Buoyed up by his success, Saif Al-Islam even went so far as to start tinkering with the political system itself. By the early 2000s, the favoured son had managed to attract a coterie of reformist-minded officials and academics, who saw in him the country's best hope for change in an otherwise bleak landscape. In 2004, he tasked a group of these supporters with forming a committee to draw up a constitution that would not simply enshrine the Green Book, but that would shake up Libya's political structures.62 This was the first real sniff that the regime might be considering a serious shift in the country's political establishment.
However, these hopes were soon dashed. It was not long before it became apparent that, for all his initial enthusiasm, Saif Al-Islam's commitment to the nuts and bolts of the project was fading fast. As one member of the committee recalled, ‘He was always busy. He never responded to us, not once. Saif Al-Islam wasn't interested in details, problems or challenges.’63 Moreover, the young Qaddafi seemed to have no clear vision as to what this constitution should contain. He relied heavily on outside expertise, and his head was easily turned. After any visit abroad, where he revelled in mixing with Western intellectuals, Saif Al-Islam went back to the committee with new ideas that he wanted incorporated into the draft.64 He would first demand one thing, and then at the next opportunity would demand the very opposite. The committee became so disillusioned that in su
mmer 2008 it handed over the draft it was working on and washed its hands of the discussions. Unsurprisingly the draft was never to see the light of day.

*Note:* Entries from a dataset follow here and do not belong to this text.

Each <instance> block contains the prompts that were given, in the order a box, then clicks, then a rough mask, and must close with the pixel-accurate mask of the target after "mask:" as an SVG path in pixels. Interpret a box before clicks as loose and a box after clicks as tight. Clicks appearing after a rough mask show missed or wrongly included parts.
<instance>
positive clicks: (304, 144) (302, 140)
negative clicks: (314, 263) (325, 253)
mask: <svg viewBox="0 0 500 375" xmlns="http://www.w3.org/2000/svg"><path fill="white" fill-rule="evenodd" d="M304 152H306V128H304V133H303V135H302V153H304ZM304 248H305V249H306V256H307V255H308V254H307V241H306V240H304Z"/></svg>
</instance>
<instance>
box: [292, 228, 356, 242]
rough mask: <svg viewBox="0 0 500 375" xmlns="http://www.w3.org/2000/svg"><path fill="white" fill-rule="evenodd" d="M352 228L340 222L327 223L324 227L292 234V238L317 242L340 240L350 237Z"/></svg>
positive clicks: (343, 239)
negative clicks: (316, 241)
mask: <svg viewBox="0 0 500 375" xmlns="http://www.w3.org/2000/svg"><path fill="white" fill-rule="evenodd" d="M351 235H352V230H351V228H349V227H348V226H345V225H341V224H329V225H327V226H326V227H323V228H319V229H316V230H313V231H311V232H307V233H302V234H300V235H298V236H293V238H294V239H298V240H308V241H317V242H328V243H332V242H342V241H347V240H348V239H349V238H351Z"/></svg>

One of the reasons for the failure of this project was Saif Al-Islam's inability to get his act together. Indeed, he was beginning to look like his father, in so far as he had a habit of championing causes that he did not follow through. Moreover, Libyans became suspicious that the whole project had been about Saif Al-Islam looking for a way to legitimize himself, rather than about any genuine commitment to political change.

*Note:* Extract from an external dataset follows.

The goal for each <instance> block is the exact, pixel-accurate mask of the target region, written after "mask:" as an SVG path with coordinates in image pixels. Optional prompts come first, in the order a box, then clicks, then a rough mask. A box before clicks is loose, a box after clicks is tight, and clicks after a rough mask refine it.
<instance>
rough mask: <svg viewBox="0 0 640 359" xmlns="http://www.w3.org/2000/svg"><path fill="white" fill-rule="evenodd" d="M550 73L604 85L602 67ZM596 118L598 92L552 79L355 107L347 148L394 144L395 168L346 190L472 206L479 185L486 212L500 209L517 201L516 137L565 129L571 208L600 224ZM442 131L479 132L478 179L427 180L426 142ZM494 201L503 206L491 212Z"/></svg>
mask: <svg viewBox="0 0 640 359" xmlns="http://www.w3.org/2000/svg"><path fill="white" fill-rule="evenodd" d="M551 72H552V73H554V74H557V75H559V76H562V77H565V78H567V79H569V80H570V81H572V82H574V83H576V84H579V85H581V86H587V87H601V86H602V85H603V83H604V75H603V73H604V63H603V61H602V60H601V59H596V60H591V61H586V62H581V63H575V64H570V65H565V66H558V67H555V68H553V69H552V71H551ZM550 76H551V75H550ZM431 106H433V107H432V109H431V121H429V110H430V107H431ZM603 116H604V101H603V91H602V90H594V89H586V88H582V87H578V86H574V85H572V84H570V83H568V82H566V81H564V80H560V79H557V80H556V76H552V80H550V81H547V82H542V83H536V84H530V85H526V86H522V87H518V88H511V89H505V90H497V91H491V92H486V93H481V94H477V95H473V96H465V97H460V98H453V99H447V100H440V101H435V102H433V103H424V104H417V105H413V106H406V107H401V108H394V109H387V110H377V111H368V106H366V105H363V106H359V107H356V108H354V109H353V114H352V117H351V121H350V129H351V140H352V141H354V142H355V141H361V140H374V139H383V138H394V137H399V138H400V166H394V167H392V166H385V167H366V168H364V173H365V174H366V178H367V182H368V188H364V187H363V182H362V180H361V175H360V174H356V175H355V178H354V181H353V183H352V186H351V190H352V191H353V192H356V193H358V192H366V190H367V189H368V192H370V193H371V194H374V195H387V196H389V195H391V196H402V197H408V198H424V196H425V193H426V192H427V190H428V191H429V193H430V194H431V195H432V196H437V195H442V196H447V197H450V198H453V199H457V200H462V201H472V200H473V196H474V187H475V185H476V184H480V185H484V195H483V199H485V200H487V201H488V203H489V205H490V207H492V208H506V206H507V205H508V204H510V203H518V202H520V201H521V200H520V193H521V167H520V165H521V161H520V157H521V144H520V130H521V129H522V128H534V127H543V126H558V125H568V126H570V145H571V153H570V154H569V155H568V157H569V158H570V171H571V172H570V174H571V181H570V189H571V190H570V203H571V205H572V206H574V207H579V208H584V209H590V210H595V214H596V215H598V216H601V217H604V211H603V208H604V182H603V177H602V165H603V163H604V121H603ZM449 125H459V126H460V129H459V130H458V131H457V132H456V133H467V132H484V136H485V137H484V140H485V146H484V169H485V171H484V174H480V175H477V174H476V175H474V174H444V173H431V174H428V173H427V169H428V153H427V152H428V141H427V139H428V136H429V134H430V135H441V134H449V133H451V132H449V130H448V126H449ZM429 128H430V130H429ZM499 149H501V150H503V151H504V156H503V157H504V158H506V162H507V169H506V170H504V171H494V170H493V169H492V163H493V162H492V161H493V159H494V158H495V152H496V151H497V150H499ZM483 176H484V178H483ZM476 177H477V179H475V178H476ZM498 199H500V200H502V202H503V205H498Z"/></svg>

However, the failure over the new constitutional draft was also related to a far bigger problem – that of Qaddafi senior. The Colonel was not amused by his son's efforts to make changes to his already perfect Jamahiriyah. Such was his hostility to the project that he exploded with rage when Saif Al-Islam leaked a copy of the draft to the media in 2008. Although the document was not particularly radical – its main thrust was the establishment of a council of representatives from the social people's leaderships that would sit on top of the existing political system – it was enough to make the Colonel see red. After a serious fight, Saif Al-Islam announced that he was withdrawing from public life and stormed off abroad.